“What’s odd and rude is their leaving us here, without paying us common civility! I’ll stand it no longer!” cried the irascible man; and opening the door, he proceeded along the corridor which led to the hall, followed by his expostulating daughter.

Unfortunately, their course lay past the library; and more unfortunately still, the library door happened to be very slightly ajar.

“Can’t you manage some way of getting rid of these miserable Bardons?” were the words, pronounced in an irritated tone, which struck like a pistol-shot on the ears of the countess’s guests.

It was as though that pistol-shot had exploded a mine of gunpowder! To the earl’s amazement the library door was suddenly flung wide open, and, quivering with irrepressible rage, the fiery old doctor stood before him.

“Manage!” exclaimed Bardon, in a voice of thunder; “there is little management required in dismissing those who, had they known the despicable pride which inhabits here, would never have stooped,—never have stooped,” he repeated, “to degrade themselves by crossing your threshold! You have dared to apply to us the epithet of miserable,” continued Bardon, bringing out the word as with a convulsive effort, and fixing his fierce eye upon the disconcerted peer; “I retort back the opprobrious term! Who is miserable but the miserable slave of pride,—the worshipper of rank, the gilded puppet of society, who claims from his ancestors’ name the importance which attaches to nothing of his own? This is the first time, sir, that I have visited you, and it shall be the last,—the last time that you shall have the opportunity of insulting, under your own roof, a gentleman whose pretensions to respect are, at least, as well grounded as yours, and who would not exchange his independence of spirit for all the pomp and pageantry which can never give dignity to their possessor, nor avert from him merited contempt!” With the last words on his lips, Bardon turned and departed; his loud, tramping step echoing along the hall, before the earl had time to recover his breath.

Annabella, agitated and excited, appeared about to hurry after her guests, but with an imperious gesture Dashleigh prevented his wife from doing so. Bitterly mortified at what had occurred, irritated, wounded, and offended, the countess burst into a flood of passionate tears.

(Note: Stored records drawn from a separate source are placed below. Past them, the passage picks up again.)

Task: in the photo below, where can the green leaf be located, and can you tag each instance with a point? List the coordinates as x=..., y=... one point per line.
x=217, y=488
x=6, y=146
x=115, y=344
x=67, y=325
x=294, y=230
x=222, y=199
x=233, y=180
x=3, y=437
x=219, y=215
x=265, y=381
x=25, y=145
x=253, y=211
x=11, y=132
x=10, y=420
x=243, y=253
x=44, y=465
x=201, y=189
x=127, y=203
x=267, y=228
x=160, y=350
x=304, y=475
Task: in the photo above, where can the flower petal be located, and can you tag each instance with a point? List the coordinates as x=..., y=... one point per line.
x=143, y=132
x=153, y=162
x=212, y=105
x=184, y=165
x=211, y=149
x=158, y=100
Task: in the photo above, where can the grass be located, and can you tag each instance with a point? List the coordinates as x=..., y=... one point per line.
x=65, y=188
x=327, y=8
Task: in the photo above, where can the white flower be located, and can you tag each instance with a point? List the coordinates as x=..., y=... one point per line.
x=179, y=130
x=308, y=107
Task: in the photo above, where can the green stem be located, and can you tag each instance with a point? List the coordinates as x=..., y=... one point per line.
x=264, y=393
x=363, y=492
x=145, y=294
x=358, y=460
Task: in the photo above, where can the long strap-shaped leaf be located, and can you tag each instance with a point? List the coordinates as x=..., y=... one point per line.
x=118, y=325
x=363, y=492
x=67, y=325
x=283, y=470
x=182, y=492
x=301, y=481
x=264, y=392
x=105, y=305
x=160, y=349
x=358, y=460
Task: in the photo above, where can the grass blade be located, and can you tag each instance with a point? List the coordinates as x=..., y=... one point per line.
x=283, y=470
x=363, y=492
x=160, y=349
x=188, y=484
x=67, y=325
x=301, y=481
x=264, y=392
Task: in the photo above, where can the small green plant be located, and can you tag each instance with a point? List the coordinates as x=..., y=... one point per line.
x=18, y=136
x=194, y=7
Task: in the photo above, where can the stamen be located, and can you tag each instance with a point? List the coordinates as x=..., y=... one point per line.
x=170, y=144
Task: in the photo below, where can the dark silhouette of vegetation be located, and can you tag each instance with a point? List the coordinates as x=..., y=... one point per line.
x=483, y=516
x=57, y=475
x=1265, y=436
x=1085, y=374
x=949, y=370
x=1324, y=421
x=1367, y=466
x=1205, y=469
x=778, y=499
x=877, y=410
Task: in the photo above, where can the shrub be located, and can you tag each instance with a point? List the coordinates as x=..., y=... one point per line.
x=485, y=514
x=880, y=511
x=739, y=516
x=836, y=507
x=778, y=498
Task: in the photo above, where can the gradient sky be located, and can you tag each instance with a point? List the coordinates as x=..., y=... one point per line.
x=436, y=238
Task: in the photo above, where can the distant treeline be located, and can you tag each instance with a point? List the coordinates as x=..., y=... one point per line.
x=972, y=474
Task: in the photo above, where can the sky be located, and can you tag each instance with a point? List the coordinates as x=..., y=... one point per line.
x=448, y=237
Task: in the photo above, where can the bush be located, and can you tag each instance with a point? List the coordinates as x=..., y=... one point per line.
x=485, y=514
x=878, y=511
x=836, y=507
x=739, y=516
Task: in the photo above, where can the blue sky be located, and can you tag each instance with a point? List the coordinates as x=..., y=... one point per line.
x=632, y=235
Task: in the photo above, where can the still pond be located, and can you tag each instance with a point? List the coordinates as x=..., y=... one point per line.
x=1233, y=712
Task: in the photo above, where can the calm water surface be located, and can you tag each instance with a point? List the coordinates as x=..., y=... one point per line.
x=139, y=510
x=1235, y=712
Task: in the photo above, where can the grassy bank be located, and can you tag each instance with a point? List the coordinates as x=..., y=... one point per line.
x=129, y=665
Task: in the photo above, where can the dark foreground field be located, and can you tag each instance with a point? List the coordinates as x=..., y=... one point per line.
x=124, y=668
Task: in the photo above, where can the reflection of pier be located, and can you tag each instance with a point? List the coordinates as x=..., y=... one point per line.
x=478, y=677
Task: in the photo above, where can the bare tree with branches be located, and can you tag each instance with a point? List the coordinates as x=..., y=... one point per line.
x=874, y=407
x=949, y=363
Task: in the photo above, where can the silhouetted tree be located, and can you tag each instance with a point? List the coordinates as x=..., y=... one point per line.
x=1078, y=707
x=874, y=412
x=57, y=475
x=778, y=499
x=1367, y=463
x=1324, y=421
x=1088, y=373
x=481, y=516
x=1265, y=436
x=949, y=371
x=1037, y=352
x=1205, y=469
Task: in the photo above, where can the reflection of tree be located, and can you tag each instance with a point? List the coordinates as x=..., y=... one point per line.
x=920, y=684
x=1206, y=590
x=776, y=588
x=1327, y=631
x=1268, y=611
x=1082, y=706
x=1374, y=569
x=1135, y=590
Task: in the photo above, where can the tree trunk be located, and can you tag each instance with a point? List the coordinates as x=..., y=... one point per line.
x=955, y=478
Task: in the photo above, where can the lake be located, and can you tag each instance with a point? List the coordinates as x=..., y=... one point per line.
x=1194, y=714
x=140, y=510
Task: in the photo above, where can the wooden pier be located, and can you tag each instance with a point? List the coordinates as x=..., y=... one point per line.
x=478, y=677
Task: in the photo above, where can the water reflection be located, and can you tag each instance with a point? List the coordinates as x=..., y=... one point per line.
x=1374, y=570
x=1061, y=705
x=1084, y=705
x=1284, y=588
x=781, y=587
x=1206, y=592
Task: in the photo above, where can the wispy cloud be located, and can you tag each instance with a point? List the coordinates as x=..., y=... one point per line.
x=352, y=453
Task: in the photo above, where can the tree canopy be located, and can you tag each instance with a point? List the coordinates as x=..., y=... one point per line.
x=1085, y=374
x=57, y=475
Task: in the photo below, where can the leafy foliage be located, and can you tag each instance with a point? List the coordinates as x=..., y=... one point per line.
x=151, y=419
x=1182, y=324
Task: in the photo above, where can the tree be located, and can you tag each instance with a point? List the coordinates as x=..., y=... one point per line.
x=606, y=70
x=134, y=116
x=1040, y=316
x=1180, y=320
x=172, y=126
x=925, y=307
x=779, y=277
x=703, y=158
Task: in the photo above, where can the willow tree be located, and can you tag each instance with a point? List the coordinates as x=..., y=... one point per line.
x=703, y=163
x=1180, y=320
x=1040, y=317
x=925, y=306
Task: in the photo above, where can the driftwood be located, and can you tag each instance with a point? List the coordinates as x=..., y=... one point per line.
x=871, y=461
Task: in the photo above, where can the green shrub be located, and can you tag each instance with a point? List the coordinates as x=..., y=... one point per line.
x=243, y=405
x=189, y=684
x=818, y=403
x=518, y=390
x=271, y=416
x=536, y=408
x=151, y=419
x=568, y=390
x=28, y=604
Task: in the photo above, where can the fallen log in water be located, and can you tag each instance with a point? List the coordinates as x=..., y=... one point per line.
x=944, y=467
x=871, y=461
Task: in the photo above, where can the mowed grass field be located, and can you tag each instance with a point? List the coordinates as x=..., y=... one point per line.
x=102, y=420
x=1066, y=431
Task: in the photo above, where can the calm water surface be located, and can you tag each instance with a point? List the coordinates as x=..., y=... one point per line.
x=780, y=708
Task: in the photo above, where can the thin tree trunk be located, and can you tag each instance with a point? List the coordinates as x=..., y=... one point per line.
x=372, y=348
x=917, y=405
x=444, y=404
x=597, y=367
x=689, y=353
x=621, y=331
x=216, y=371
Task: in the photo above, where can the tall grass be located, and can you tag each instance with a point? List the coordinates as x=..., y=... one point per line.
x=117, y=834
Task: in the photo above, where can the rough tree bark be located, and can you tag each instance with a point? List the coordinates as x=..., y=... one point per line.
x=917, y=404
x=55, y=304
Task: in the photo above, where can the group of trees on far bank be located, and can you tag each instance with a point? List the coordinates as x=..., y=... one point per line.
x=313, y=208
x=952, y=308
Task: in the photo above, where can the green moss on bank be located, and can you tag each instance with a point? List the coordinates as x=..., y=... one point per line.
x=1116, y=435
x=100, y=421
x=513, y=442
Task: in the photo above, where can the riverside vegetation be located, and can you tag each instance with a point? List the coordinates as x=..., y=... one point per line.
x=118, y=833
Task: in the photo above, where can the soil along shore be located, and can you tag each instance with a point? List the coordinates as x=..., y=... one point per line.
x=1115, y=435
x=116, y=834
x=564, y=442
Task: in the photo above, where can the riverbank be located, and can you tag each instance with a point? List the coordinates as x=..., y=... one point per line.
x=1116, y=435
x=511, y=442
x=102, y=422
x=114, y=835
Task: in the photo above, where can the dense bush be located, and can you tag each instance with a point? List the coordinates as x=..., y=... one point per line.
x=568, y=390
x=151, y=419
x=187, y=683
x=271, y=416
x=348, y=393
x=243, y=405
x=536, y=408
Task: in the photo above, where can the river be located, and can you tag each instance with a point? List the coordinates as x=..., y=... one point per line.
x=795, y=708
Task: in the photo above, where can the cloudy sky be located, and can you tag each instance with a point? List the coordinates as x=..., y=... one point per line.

Pride reigned triumphant that day in the Hall. He had worked out his evil will. He had steeped hearts in bitter gall; he had loosened the bond between husband and wife; he had brought envy, hatred, malice, and all uncharitableness, to rush in at the breach which he had insidiously made.

The countess spent the rest of the day in her own apartment. She would not appear at her husband’s table, nor entertain her husband’s guest. She had not learned to bear or to forbear; least of all was she prepared to submit her will to that of her imperious lord. Even when the breach between them appeared to be healed, it left its visible scar behind; the wound was ready to break out afresh, for the soft balm of meekness and love had not been poured upon it, and what else can effectually cure the hurt caused by the envenomed shaft of pride?